Casi de inmediato dio un respingo y los abrió de nuevo en la oscuridad.
¿Qué se había dicho a sí misma días antes? ¿Cómo se busca algo que alguien ha estado buscando?
No consiguió concluir el razonamiento, se le escapaba. Volvió a cerrar los ojos, dormitando de vez en cuando, y en dos ocasiones saltó por encima de la mujer que, sentada a su lado, dormía profundamente, para pedirle agua a una azafata.

Ya sobre el trópico, atravesaron una zona de repentinas turbulencias que se tradujeron en fuertes sacudidas; los indicadores luminosos del cinturón de seguridad se encendieron de nuevo. A través de la ventana pudo ver que atravesaban una tormenta. Los rayos agujereaban las sombras, como si alguien sostuviese en sus manos un soplete gigantesco. «Es Vulcano», se dijo, «que está en su fragua golpeando el yunque.»

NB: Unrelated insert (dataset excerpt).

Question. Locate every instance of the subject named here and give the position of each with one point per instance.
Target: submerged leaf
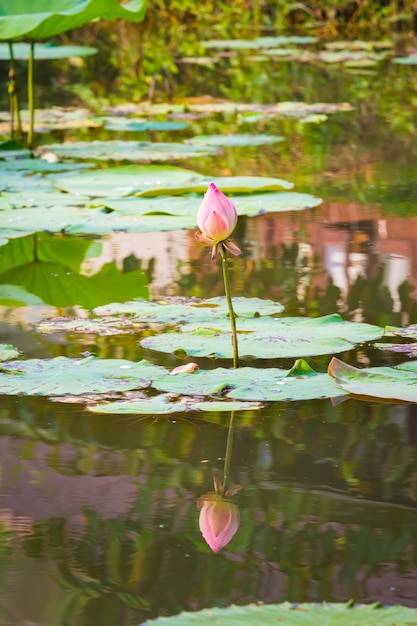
(389, 383)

Al alba, vio el primer débil rayo de luz en el horizonte. Desayunó, sintió que la angustia le apresaba el estómago con su puño y, finalmente, divisó a sus pies un paisaje de color entre marrón y gris. Pero ¿no era verde el trópico africano? Lo que veía se parecía más bien a un desierto, o a un campo de rastrojos quemado.

Detestaba los aterrizajes. Siempre le daban miedo. Solía cerrar los ojos y aferrarse al brazo del asiento. El avión rebotó sobre la pista, redujo la velocidad, giró a la altura de una de las terminales y se detuvo. Ella se quedó sentada un buen rato, sin intención de apretujarse con los demás pasajeros, al parecer ansiosos por salir de la jaula. El calor africano, con sus aromas extraños, penetraba lentamente por el estéril aparato de aire acondicionado. Louise empezó a respirar de nuevo. El calor y los olores le recordaban a Grecia, pese a que eran distintos. No era tomillo y uvas pasas. Eran especias, tal vez pimienta, o canela, se decía. Humo de hogueras.